Both plans carefully regulate only one side of the conflict. In Ukraine’s case, it is the carefully crafted wording regarding military restraints. In Gaza’s - it was about disarming Hamas.
There are not many enforceable restraints on the more powerful side of the conflict.
Donald Trump’s perspective is much broader than focusing only on the two directly involved parties. He is convinced that lasting peace requires rebuilding the entire region’s security architecture - sometimes from scratch. That’s why he invited Gulf and other Arab states as guarantors of the Gaza peace plan. In Ukraine’s case, the original plan rearranged NATO’s position in the region - implying that the alliance could no longer be regarded as purely anti-Russian.

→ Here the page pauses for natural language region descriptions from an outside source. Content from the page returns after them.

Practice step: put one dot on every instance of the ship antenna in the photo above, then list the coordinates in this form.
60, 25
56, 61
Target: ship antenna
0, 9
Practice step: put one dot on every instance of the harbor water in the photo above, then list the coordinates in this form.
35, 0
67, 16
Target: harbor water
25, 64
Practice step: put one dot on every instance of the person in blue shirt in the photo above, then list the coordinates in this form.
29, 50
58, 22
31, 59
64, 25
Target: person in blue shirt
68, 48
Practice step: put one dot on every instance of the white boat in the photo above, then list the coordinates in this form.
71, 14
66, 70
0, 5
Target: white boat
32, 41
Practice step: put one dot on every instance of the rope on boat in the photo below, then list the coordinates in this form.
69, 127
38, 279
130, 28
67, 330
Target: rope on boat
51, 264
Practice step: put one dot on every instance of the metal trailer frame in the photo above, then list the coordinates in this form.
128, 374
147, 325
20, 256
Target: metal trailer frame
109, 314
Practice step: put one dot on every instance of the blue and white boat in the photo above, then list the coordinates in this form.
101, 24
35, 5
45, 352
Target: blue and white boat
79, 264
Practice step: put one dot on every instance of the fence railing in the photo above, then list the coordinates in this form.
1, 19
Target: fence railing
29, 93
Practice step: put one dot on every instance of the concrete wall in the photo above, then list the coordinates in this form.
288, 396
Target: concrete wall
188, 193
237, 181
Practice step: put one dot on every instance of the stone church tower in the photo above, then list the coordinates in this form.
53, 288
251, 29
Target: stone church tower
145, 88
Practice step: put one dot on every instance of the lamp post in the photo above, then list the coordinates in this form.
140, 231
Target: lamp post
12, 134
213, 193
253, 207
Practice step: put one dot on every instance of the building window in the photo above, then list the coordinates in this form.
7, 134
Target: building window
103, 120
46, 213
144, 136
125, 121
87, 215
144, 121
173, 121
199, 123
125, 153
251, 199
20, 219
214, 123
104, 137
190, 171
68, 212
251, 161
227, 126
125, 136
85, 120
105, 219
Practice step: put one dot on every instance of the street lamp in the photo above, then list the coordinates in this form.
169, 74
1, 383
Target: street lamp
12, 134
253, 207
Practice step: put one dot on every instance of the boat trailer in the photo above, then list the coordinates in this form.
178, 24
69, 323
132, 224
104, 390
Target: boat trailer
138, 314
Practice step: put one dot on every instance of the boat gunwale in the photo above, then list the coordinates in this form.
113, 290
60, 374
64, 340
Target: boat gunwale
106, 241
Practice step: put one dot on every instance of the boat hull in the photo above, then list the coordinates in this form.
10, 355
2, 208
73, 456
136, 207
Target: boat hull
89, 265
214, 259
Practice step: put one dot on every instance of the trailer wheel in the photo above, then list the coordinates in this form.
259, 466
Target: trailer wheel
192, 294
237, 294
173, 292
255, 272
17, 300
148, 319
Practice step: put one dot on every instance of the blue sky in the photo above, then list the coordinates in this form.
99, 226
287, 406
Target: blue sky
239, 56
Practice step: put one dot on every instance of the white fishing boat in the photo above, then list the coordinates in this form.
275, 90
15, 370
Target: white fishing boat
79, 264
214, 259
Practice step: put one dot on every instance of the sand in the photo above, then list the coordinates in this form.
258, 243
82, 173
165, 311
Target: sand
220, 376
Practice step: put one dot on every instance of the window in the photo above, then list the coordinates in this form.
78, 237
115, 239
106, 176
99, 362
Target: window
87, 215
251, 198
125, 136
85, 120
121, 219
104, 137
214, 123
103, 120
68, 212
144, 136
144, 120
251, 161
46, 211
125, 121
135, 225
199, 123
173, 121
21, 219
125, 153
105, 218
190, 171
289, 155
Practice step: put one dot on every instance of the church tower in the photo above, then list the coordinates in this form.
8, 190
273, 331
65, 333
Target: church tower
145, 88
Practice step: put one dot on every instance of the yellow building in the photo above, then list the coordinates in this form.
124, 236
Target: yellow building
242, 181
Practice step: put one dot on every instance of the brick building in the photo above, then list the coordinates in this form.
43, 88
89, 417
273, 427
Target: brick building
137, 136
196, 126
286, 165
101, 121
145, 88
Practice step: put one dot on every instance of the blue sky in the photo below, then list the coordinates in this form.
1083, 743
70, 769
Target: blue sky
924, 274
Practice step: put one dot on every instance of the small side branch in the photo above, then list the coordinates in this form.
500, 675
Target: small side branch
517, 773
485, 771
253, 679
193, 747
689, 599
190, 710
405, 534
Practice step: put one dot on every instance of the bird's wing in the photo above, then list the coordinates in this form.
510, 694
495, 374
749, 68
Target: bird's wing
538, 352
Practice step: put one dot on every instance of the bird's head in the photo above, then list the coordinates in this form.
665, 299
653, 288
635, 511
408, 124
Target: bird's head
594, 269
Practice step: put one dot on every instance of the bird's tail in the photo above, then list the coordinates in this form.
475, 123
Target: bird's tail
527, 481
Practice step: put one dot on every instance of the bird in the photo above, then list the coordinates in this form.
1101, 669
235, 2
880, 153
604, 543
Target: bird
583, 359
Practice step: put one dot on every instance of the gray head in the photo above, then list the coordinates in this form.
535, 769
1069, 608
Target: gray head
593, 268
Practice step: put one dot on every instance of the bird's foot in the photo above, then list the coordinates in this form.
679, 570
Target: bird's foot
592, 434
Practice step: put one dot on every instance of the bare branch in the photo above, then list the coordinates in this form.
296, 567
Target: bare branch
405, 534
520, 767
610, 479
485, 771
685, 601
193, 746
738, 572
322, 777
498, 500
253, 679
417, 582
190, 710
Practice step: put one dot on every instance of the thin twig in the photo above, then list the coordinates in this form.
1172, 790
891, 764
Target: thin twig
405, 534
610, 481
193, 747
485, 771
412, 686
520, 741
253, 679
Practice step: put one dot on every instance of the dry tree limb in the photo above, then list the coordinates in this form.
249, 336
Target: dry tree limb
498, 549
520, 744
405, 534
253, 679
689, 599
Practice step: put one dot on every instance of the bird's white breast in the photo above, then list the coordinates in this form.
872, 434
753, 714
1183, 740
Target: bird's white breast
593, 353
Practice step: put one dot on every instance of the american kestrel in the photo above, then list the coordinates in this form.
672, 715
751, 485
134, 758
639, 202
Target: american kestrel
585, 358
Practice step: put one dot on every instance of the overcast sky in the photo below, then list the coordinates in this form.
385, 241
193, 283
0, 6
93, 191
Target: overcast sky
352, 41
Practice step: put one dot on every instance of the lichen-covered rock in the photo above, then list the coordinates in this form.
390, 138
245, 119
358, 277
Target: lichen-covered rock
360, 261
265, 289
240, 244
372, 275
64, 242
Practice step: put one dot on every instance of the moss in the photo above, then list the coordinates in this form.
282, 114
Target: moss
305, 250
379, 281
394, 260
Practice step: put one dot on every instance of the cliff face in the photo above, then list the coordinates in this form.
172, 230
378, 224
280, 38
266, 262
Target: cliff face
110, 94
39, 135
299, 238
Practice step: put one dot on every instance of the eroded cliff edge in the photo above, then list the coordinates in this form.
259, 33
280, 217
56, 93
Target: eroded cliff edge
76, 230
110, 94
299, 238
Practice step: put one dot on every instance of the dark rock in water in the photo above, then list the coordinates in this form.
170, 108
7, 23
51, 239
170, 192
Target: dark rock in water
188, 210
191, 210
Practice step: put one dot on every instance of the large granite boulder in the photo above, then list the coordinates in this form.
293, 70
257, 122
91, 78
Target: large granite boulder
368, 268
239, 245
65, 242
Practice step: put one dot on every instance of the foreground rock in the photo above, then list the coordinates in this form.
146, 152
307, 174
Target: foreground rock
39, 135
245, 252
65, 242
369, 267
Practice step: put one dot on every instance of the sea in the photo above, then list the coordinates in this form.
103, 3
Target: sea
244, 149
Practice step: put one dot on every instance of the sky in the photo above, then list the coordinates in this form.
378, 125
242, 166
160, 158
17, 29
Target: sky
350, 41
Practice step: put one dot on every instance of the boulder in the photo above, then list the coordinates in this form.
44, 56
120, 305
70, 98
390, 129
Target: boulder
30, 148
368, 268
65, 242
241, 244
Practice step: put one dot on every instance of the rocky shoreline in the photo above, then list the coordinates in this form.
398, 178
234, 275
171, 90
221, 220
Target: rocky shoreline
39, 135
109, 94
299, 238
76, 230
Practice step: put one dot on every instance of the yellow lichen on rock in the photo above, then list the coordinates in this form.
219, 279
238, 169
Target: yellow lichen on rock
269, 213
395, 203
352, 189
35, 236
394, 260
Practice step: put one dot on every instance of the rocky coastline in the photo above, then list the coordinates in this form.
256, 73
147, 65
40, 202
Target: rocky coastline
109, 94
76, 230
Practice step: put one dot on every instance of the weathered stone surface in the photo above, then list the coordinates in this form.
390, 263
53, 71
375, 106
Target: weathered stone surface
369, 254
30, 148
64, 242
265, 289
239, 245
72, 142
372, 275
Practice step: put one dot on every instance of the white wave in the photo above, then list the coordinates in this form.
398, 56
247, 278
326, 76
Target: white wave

The vision for the Middle East, brokered by Witkoff and Kushner, resembled the one for Eastern Europe: defining new spheres of influence. It corresponds well with the „America First” approach - as American interests are the most important factor determining whether the U.S. wants to maintain an active role in the region. The key criterion will be a cold-blooded calculation - whether it is simply in the United States« interest. When it comes to involvement in the Middle East, especially given its crucial relationship with Saudi Arabia, Washington’s answer is clear: this region lies at the heart of American strategic focus. In Ukraine’s case, however, the U.S. may be prepared to yield ground - whether to Russia or, at least in part, to the Europeans.
For Steve Witkoff, a businessman and developer, making deals is a piece of cake. A draft agreement that once worked can be reused many times. But international relations operate under different dynamics - there are not many things that can be easily assessed. Sometimes the crucial decisions are dictated by sentiment rather than calculations.
That’s why a one-size-fits-all template won’t work. Peace, war, borders for which people die every day - these are not spreadsheet categories where one can simply replace numbers to get the correct result.
Ukraine isn’t Gaza. Russia isn’t Israel. It is not determined whether the outcome will be similar or not at all. But serving the same solution to strikingly different problems could be regarded as ignorance. And in an interconnected world, one can pay dearly for ignorance. All things considered, it won’t be the United States that ends up paying for it.